法律が施行される前から、コミュニティへの影響は深刻であると活動家たちは語っている。HIV対策の専門家によると、昨年の6月から11月にかけて、トランスジェンダー女性13人が裁判なしに拘束され、拘束中に軍の部隊によって殴られたと報告している。法律が通過した後には、少なくとも2回の有罪判決が下されている。

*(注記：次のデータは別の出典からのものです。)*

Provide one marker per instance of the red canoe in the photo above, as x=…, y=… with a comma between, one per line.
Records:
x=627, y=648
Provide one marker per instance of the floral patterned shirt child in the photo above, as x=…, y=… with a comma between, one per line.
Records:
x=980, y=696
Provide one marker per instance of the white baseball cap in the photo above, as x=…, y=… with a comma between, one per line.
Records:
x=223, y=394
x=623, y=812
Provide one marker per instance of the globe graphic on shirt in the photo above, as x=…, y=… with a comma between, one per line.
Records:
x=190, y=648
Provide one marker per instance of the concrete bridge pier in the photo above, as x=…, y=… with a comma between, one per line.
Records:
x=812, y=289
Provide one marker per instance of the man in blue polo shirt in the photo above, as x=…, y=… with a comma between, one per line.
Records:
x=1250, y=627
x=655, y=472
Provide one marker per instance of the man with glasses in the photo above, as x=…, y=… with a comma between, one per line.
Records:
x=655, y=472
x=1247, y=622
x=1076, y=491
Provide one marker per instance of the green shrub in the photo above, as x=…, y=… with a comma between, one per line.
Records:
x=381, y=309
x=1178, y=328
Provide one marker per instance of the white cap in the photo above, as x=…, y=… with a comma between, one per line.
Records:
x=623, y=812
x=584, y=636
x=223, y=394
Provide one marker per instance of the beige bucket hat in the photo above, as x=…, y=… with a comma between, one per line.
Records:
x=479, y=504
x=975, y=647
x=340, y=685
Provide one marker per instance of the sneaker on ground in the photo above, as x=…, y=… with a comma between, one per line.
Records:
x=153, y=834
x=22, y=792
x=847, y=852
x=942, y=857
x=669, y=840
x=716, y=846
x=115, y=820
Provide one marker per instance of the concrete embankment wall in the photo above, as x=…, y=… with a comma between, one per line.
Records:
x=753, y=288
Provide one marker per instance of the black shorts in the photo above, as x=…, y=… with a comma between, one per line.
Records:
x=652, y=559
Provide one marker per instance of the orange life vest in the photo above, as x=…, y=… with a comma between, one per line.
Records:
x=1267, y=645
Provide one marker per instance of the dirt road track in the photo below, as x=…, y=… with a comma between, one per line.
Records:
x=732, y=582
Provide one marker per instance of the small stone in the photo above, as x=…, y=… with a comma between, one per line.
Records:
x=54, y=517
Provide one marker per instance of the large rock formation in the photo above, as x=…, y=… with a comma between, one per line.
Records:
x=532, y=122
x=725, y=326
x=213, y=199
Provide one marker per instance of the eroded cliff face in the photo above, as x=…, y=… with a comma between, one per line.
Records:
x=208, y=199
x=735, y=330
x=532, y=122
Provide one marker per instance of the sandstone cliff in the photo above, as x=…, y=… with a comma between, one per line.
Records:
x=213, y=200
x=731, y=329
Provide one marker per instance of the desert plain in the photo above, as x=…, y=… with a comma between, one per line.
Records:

HIV対策の専門家は、警察がSNSを通じてLGBTQ+の人々を罠にかけ、他のコミュニティメンバーを告発するよう求めていると語った。この専門家は、5月に逮捕された人物によって名前が公表されたため、国を脱出した。
国際会議と保守的ネットワーク
ブルキナファソでは、反LGBTQ+運動を推進する西側のキリスト教保守団体も注目を集めている。多くの専門家が、この会議がアフリカ大陸の反LGBTQ+法に影響を与えてきたとしている「アフリカ家族価値と主権に関する議会間会議」が、2025年にはブルキナファソで開催され、その後スワジランドで開かれる予定である。
この会議は2023年からウガンダで年次開催されており、同年にウガンダでは一部の同性愛行為に死刑を科す法律が制定された。
米国に拠点を置く国際的な生殖権団体Ipasによると、年次会議はアリゾナ州に拠点を置く中絶反対や包括的な性教育(CSE)反対を主張するキリスト教運動団体Family Watch International(FWI)の支援を受けている。また、オランダ発のロビー団体Christian Council Internationalも同様の立場を取っている。
今年の会議は6月にガーナ議会が主催し、アフリカ家族主権と価値に関するアフリカ条約の草案が作成された。この条約は中絶とCSEを非難し、ジェンダーは男性か女性かのいずれかであると主張し、親権が子供の権利を上回ると述べている。草案はFWIのウェブサイトに掲載されている。
ガーナ議会が通過した反LGBTQ+法案は、「非常に効果的な政治的ツール」であり、国内の強力な宗教団体の支援を受けていると、ケープコート大学の研究者アマンダ・オドイ氏は語った。しかし、オドイ氏は続けて、「これらの国際的団体が反LGBT運動を強化し、資金提供し、声を上げる上で非常に重要な役割を果たしました」と述べた。
彼女は、ガーナの法案がウガンダの法律と似ていること、また法案が「LGBTTQAP+」という略語を使っていることにも言及した。この略語には、ガーナでは一般的ではない「疑問を持つ人」(questioning)という語も含まれている。
Rightify GhanaというLGBTQ+支援NGOのエベネザー・ピーガ氏(会長)によると、今年のアフリカ議会会議をガーナで開催したのは、国際的影響力の高さを考慮した意図的な決定だった。「ガーナはウガンダが持たない多くの資格を持っています…アフリカの他の国々にはない影響力があります」とピーガ氏は語り、ガーナの安定した民主主義、自由で公正な選挙、比較的高い報道の自由などを挙げた。
西アフリカ全体で、LGBTQ+の人々は新しい厳しい法律の影響を受けている。パリに拠点を置くフランス・セネガル人活動家マラメ・カネ氏によると、セネガルではこの法律により、男性同士のセックスやトランスジェンダー女性のHIV予防が妨げられており、LGBTQ+弁護士にも影響が出ている。
ガンビアのHIV対策の専門家によると、今年だけで約100人のセネガル人がガンビアに逃れてきたが、資金がないためほとんどがセネガルに戻ったという。ガンビアでは既に同性愛行為は最長無期懲役に処せられ、トランスジェンダー女性は異性装着禁止法によって犯罪化されている。しかし、この専門家は政府が法律をさらに強化し、HIV対策がさらに困難になる可能性があると懸念している。
セネガルでの取締り行動により、ガンビアでもホモフォビアが増加していると彼は述べ、続けて「ガンビアとセネガルは同じ文化、同じ宗教、ほぼすべてが共通しています」と語った。